W Urzędzie Wojewódzkim w  Olsztynie odbyły się uroczystości związane z 77. rocznicą utworzenia Armii Krajowej - miało to miejsce 14 lutego 1942 roku.

- To 400 tys. bohaterów, każdy z nich codziennie ryzykował życiem, walczył o niepodległość - nie tylko dla nich, ale również dla następnych pokoleń - podkreśla Henryk Falkowski, prezes Okręgu Warmińsko-Mazurskiego Światowego Związku AK. W uroczystościach wzięła udział m.in. Wanda Fiedorowicz.

- W Armii Krajowej było moich dwóch braci i ja. Rodzice przyjmowali w domu partyzantów - mamusia w domu gotowała jedzenie, a ja na warcie stałam. Tak to się zaczęło, miałam jakieś 12 lat. Musieliśmy walczyć, żeby była wolność wtedy i teraz. Nikt mnie niczego nie uczył, serce po prostu mówiło co mam robić - opowiada kombatantka. Wspomina również bitwę o Surkonty w sierpniu 1944 roku.
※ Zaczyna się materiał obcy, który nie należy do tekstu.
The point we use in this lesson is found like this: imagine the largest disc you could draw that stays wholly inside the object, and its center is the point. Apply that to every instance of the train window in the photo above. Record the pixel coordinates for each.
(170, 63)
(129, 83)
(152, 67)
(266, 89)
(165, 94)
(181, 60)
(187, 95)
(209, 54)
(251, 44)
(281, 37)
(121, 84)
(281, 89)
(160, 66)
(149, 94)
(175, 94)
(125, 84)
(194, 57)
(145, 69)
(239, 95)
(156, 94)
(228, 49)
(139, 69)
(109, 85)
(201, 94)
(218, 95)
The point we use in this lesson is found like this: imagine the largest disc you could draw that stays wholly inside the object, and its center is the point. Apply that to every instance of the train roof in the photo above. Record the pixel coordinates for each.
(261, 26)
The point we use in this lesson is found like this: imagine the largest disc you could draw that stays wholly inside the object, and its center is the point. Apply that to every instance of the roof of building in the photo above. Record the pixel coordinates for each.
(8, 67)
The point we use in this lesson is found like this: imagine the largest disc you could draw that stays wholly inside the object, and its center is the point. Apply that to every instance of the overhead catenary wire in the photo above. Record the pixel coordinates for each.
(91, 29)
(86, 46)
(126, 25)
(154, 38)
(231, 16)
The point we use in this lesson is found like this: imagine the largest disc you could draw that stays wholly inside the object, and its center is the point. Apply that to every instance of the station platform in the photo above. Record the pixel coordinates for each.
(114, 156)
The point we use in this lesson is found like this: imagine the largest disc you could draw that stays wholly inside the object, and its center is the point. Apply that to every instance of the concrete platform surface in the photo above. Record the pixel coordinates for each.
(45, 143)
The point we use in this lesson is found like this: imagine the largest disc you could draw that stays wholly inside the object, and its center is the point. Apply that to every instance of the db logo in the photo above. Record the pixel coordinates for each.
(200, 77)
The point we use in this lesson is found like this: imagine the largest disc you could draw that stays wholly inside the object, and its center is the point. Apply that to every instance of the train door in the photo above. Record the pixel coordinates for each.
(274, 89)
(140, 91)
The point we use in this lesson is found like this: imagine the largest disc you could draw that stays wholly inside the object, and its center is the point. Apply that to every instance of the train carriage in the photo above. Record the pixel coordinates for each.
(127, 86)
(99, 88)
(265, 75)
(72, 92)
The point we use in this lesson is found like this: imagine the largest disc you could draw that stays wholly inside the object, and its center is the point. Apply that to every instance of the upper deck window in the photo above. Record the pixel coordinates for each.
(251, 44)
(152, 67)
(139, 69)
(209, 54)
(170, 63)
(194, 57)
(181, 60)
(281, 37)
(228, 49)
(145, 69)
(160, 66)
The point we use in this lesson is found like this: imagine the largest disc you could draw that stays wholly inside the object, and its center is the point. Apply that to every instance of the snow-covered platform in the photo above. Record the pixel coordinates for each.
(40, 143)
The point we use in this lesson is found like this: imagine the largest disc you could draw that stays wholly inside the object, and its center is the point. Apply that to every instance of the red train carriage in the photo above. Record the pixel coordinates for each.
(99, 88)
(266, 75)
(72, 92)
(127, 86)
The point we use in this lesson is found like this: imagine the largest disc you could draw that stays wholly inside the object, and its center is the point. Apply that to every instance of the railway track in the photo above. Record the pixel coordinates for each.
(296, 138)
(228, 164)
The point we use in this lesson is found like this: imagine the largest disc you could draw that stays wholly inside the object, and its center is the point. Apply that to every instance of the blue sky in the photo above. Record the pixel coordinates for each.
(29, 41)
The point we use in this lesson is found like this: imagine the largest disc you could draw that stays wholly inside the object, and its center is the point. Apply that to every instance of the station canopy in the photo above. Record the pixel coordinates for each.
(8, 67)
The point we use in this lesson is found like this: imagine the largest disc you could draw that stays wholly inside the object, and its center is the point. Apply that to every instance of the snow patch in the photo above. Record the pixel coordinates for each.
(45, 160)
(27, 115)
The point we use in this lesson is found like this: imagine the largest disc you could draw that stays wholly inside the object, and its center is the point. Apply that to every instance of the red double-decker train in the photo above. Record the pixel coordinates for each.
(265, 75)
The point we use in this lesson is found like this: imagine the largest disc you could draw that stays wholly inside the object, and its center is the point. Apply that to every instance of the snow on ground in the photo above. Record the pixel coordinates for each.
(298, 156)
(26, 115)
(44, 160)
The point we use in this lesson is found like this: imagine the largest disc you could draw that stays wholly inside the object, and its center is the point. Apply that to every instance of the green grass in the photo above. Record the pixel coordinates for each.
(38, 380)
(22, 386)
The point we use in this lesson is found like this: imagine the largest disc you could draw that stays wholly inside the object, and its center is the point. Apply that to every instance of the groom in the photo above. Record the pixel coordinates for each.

- Wszyscy poszli wtedy jeść obiad, cała nasza rodzinka, mówią i do mnie” Wandziu, idź na obiad, wszyscy jedzą”, a ja mówię, że muszę wartować, chyba Anioł Stróż mi kazał. Nasze zabudowania były na wzgórzu. Ja sobie chodziłam, wodę nosiłam, drewno, że niby nic, ale patrzyłam i widzę, że od strony Pielan - taka wieś litewska, bardzo tam kapowali - stoi gazik Rosjan, a potem piechota idzie. Wpadłam do domu, wysłałam brata mojego, Stacha, żeby ostrzegł partyzantów - opowiada pani Wanda.

« 1 »
oceń artykuł Pobieranie..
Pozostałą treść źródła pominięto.